Getting the older version of your hard drive on the laptop should work alright I think. It depends on the version of the updater mostly.


----------



## mechman (Feb 8, 2007)

Wayne,

Get into the test center and click on the scheduler button on the left. Double-click the Test plan in basic mode item. Make sure the box that states "If missed start immediately when computer start-up" is unchecked.










:T

mech


----------



## Wayne A. Pflughaupt (Apr 13, 2006)

Ah, very clever! Can't turn it off, but you can "banish it to the netherworld," as it were! Thanks mech!

If all else fails, we'll try the "old file" approach. Thanks for your thoughts on that, Steven. :T

Regards,
Wayne


----------



## basementjack (Sep 18, 2006)

Wayne - to answer your original question - 
if you have the installer on the original hard drive, then by all means, yes it's possible to install that version.
without the installer, you'd need any registry settings, and dll files that were copied to the windows directory - You might find a utility that could identify what is needed if you search google.
I do agree with the others - the current version seems ok, and I think you can configure it not to run on start up.

as a side note, they sell inexpensive hard drive enclosures with usb ports.
you put the old laptop drive in, and presto! you've got a portable external drive - great for backups. Probably won't cost more than $20.


----------



## Wayne A. Pflughaupt (Apr 13, 2006)

Hmm. Guess we're out of luck then, since I've always "run " installers, dll etc. instead of saving them.
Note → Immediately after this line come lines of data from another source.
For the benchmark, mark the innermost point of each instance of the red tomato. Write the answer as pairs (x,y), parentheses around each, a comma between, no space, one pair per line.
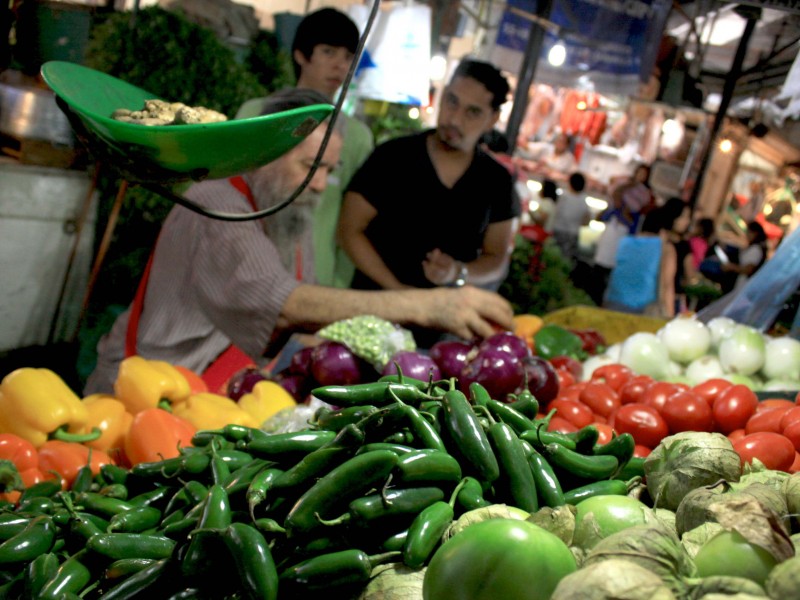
(615,375)
(600,397)
(657,393)
(573,392)
(772,449)
(736,434)
(733,407)
(562,425)
(766,420)
(792,433)
(565,379)
(711,388)
(634,389)
(795,468)
(686,411)
(789,417)
(643,422)
(605,431)
(575,367)
(771,403)
(573,411)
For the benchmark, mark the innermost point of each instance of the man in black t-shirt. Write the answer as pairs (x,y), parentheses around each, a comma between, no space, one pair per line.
(433,208)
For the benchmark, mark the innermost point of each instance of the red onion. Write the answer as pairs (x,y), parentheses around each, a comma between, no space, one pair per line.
(450,356)
(243,381)
(542,379)
(414,364)
(500,372)
(508,342)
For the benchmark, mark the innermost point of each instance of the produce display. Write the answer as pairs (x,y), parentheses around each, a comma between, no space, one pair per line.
(518,467)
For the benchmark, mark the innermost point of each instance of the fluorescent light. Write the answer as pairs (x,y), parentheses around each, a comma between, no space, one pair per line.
(438,67)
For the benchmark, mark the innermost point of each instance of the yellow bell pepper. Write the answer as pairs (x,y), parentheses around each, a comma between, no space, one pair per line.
(212,411)
(143,383)
(265,400)
(111,417)
(36,404)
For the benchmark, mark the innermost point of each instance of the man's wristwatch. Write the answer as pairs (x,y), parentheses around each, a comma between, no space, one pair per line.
(461,276)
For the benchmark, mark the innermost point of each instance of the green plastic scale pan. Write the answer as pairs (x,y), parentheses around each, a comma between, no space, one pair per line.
(170,153)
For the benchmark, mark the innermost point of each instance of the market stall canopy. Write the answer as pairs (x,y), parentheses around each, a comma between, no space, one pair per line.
(174,152)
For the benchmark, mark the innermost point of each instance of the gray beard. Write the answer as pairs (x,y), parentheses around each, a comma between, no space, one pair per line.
(289,229)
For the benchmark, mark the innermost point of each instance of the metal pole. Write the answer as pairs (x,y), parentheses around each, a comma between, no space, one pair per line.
(752,14)
(527,72)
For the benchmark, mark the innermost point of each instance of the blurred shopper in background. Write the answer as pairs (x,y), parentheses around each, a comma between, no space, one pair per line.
(571,214)
(433,208)
(322,51)
(218,295)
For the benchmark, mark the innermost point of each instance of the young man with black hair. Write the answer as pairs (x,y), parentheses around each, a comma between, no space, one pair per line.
(433,208)
(323,49)
(219,295)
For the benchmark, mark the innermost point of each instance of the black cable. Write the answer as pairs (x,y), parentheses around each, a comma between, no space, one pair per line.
(223,216)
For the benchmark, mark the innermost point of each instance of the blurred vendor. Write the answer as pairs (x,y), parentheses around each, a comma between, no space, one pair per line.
(558,164)
(218,295)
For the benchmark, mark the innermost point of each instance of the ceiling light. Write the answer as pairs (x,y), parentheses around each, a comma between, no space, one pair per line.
(557,54)
(438,67)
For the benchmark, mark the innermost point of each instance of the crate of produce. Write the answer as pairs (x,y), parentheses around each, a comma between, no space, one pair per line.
(614,326)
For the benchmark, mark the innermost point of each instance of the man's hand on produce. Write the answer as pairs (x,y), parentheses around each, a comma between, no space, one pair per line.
(440,268)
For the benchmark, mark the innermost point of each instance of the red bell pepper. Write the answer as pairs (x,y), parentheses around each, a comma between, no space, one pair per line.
(67,458)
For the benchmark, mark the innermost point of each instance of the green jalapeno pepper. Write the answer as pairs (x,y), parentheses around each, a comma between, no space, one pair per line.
(315,464)
(470,496)
(582,465)
(365,511)
(37,538)
(379,394)
(427,529)
(427,467)
(553,340)
(547,484)
(71,577)
(515,484)
(464,429)
(253,558)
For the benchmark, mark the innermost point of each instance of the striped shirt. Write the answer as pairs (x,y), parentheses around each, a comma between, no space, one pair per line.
(212,283)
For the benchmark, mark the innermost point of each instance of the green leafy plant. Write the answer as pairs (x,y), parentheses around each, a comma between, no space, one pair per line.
(538,279)
(162,52)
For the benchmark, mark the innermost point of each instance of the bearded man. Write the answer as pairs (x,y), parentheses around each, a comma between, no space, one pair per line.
(216,291)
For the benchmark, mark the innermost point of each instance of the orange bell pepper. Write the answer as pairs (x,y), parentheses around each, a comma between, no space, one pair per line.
(143,384)
(265,400)
(67,458)
(109,415)
(156,434)
(526,326)
(212,411)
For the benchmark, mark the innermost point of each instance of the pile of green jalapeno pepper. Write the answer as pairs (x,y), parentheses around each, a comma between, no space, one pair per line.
(376,477)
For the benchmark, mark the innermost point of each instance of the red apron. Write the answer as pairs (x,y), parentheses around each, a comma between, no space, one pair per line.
(231,360)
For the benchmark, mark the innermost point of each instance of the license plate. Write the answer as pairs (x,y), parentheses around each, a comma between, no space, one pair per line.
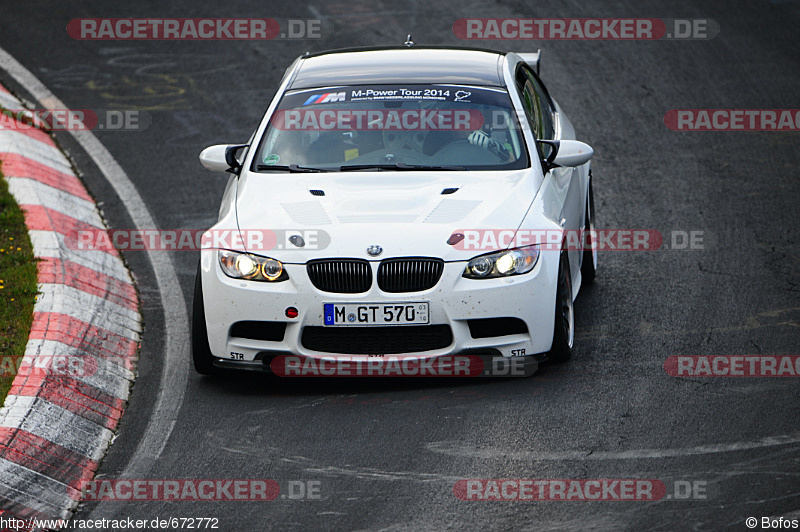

Still, it looks like mech's trick worked - I booted up this morning and no auto-scan! :yay:

By the way, that's a great tip about the old hard drive - we'll definitely be looking into that!

Regards,
Wayne


----------



## nova (Apr 30, 2006)

I probably have an older version tucked away in one of my machines, if you decide you need it I'll have a look around.


----------



## Sonnie (Apr 11, 2006)

I have so many computers I had to buy the AVG 5-user license.

On my latest laptop I purchased 3 years of Trend-Micro for $65 and it seems to not hog the computer resources like AVG does during a scan. Of course that could have something to do with the better processor and double the memory too. :huh:

I may have an old copy of that AVG-Free on one of my computers at the house. I can't remember which one we put it on, but I feel relatively sure I can find it if you still need it and/or if Mark happens not to find his.


----------



## Jusbegood (Dec 24, 2006)

To get an earlier version of AVG;than the latest iteration, Google For AVG 7.5.1.36. I find it better to use than the present version. You get a 30 day free trial of the full version. After the trial,you can choose to upgrade, or continue to use it free; minus the full version.It gives you more options of how you want to scan your hard drive/s.There are also other earlier versions offered from the Hippo URL site to download.

My take on the high CPU usage during scanning with AVG, can be attributed to the amount of memory that you have on your motherboard.I have 2GB of memory on my computer, and when I run AVG, the Windows Taskmaster varies from 55 to 57%.


----------